After the protests and riots sparked by the death of unarmed teen Michael Brown at the hands of police officer Darren Wilson, President Obama is laying out a plan to help improve the relationship between law enforcement and the communities that it’s supposed to protect.
Following his meeting with elected officials and law enforcement, as well as civil rights leaders, Obama spoke to the public about his efforts to ensure that there is a level of trust between law enforcement agencies and the people they serve.
Outlined in a newly released report titled “Federal Support for Local Law Enforcement Equipment Acquisition,” White House officials have detailed a community policing initiative that proposes a three-year $263 million investment package that will increase the use of body-worn cameras, expand training for law enforcement agencies (LEA), add more resources for police department reform, and increase the number of cities where the Department of Justice facilitates community and local LEA engagement.
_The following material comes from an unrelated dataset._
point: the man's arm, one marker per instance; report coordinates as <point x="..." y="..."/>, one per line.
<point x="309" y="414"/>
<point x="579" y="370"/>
Of the $263 million, the new initiative will invest $75 million to help purchase 50,000 body worn cameras for police officials.
While the cameras are a sign of the federal government putting forth effort to build a better level of trust between law enforcement and the people they serve, Press Secretary Josh Earnest makes it clear that body cameras will not provide a solution to all of the problems at hand.
“I don’t think there’s anybody who thinks that that’s going to solve every single problem or that that’s going to address every issue related to mistrust that might exist between some communities and their local law enforcement officials,” Earnest said.